Pierre-Marie CHAUVIN, , « Brèche temporelle et polarisation sociale », Temporalités [En ligne], 34-35, avec Maëlle DIARRA, Margot LENOUVEL et Agnès RAMO, 2022
Cet article propose de mobiliser la notion de « brèche temporelle » d’Hannah Arendt (1961) pour penser la période d’incertitude qu’a constituée le premier grand confinement au printemps 2020. À partir de méthodes qualitatives, il propose une sociologie de la pluralité des expériences temporelles en contexte de confinement.

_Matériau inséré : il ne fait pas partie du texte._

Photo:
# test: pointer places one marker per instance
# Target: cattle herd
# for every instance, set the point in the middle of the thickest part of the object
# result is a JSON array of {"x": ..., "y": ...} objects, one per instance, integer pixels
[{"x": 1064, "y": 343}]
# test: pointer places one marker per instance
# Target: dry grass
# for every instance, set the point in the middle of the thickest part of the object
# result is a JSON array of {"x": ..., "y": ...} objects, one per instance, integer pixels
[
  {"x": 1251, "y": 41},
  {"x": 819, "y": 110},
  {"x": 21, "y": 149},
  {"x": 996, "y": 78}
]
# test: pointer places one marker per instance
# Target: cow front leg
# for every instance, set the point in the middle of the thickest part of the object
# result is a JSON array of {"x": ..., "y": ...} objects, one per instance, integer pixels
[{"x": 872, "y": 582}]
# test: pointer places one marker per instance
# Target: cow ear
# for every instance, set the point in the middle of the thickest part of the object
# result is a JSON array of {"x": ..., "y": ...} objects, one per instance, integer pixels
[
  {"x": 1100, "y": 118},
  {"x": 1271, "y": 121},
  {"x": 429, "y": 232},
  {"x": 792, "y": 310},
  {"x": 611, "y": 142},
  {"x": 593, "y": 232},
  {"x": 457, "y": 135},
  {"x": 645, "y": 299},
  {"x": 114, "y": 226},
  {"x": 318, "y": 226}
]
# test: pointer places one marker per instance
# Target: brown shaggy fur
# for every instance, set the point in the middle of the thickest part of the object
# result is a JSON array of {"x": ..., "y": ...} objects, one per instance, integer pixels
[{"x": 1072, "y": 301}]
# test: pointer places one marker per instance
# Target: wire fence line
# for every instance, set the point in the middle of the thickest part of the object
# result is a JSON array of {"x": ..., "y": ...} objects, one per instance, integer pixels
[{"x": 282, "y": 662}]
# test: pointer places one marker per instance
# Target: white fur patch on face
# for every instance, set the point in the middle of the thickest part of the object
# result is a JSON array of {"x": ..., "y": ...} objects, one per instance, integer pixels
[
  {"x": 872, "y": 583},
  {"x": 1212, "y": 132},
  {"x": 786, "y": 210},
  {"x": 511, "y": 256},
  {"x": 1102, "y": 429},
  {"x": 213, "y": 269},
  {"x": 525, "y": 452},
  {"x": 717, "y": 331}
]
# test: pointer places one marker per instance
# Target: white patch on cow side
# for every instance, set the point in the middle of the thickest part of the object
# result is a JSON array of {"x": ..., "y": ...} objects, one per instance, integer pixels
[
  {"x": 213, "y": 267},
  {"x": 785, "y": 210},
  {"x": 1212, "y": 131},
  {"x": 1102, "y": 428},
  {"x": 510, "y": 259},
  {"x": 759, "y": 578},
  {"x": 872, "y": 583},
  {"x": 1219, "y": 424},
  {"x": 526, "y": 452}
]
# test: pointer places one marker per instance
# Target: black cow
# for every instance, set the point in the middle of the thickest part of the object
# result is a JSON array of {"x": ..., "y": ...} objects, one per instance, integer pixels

L’enquête, menée par entretiens semi-directifs et carnets journaliers auprès de 57 personnes issues de milieux socio-économiques hétérogènes, permet de dégager quatre principaux résultats. Tout d’abord, cette brèche temporelle se définit comme un évènement qui révèle et amplifie une polarisation sociale d’expériences temporelles, directement liée à des conditions de vie inégales. Deuxièmement, la brèche suscite des expériences de décélérations plus variées que ne le laissent penser les discours sur le confinement comme un moyen de ralentir le rythme. Troisièmement, elle a également provoqué des accélérations paradoxales, en fonction notamment de certains paramètres sociaux et familiaux. Enfin, elle s’accompagne de narrations qui ne témoignent pas d’un enfermement dans le présent. Les enquêtés tentent de donner du sens à cette période particulière par le biais de mises en récit, articulant passé, présent et futur.